Eastern Mosquitofish

This week for Flora and Fauna Friday we have a minute mosquito munching minnow, the Eastern Mosquitofish (Gambusia holbrooki).

The Eastern Mosquitofish is native to the southeastern United States. Here in the Lowcountry, it can be found in practically ever permanent freshwater body of water, from the largest lake and the widest swamp to the shallowest woodland pool and narrowest wet ditch. They can be found everywhere and easily found. A quick scan of a pond edge will almost certainly uncover a half dozen Mosquitofish lazily swimming just below the surface. Mosquitofish are only an inch or two in length with the profile of an elongated teardrop from above. From the side they have a mostly rectangular shape with an upturned mouth and a slight pot-belly. Their coloration is a drab mix of translucent gray and greenish-brown, sometimes with a black bean-shaped spot at the back of the abdomen. They’re a very no non-sense fish. They provide a very clear ecosystem service, mosquito control. Mosquitofish primarily eat algae and plant detritus but, when afforded the opportunity, they’ll eat their fair share of aquatic invertebrates.

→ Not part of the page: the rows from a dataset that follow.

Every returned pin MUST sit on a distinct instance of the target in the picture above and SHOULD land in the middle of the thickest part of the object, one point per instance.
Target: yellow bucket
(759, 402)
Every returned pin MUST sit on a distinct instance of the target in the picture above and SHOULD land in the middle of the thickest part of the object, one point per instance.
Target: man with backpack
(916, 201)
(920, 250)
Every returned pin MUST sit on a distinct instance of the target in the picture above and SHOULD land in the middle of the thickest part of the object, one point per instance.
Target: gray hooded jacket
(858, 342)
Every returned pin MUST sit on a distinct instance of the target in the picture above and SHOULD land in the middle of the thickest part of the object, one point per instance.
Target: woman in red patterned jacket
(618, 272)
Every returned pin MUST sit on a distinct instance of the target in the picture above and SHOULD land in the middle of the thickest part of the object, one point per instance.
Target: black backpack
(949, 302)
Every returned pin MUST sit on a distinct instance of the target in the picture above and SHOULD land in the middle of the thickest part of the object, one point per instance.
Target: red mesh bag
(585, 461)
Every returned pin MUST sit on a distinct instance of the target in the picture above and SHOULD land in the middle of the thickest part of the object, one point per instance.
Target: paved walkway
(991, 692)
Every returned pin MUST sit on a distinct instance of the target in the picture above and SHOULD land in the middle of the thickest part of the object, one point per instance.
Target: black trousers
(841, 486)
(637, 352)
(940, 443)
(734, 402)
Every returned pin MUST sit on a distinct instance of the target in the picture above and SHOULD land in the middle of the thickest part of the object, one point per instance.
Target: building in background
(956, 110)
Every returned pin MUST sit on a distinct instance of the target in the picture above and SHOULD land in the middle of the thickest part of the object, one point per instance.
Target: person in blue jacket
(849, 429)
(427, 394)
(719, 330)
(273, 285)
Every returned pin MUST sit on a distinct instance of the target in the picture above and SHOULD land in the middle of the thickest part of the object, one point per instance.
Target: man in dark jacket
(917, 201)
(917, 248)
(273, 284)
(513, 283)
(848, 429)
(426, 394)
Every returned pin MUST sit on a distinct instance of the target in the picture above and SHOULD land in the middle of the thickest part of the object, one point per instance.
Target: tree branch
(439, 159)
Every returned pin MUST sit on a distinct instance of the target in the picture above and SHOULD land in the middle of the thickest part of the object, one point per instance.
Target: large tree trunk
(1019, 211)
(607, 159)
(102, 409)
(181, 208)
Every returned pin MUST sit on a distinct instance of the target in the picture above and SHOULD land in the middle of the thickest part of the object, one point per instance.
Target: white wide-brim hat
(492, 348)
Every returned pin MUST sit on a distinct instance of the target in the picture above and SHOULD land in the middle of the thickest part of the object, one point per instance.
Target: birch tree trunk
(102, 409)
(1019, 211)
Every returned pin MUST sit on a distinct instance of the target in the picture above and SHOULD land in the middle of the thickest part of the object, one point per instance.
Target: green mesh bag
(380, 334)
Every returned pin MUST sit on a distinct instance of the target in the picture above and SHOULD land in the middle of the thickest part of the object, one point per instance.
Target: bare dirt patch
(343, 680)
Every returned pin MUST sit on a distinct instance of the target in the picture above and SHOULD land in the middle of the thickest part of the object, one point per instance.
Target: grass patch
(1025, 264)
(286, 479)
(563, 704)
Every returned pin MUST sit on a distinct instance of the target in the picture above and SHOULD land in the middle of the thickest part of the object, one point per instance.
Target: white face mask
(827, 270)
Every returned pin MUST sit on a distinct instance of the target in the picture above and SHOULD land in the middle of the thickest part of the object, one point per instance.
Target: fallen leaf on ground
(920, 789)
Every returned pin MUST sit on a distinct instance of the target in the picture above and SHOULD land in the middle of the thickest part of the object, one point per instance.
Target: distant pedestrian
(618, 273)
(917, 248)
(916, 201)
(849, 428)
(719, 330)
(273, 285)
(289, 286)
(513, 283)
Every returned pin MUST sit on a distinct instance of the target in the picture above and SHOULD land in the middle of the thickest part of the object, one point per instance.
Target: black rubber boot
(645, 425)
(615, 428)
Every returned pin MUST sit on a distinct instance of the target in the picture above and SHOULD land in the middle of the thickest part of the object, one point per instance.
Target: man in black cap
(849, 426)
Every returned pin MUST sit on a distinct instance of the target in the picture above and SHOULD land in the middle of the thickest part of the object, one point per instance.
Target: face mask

As you know, mosquitoes lay their eggs in stagnant pools of water. They do this so their larvae can avoid predators. Those eggs hatch into free swimming larvae that feed on plankton until metamorphosing into blood-sucking annoyances. Well, Mosquitofish just so happen to love living in stagnant water bodies. So a large reason as to why mosquito populations aren’t any worse than they are is because of today’s dear old Mosquitofish. Mosquitofish are specially adapted to life in shallow, hot waters with dangerously low oxygen and pH levels as well as other water chemistries that are deadly to many fish. Mosquitofish seek out these inhospitable wetlands for their own safety, as few other fish will follow them here. However, Mosquitofish are still very common on the fringes of large water bodies as their small size allows them to stick right up against the water’s edge and out of harms way.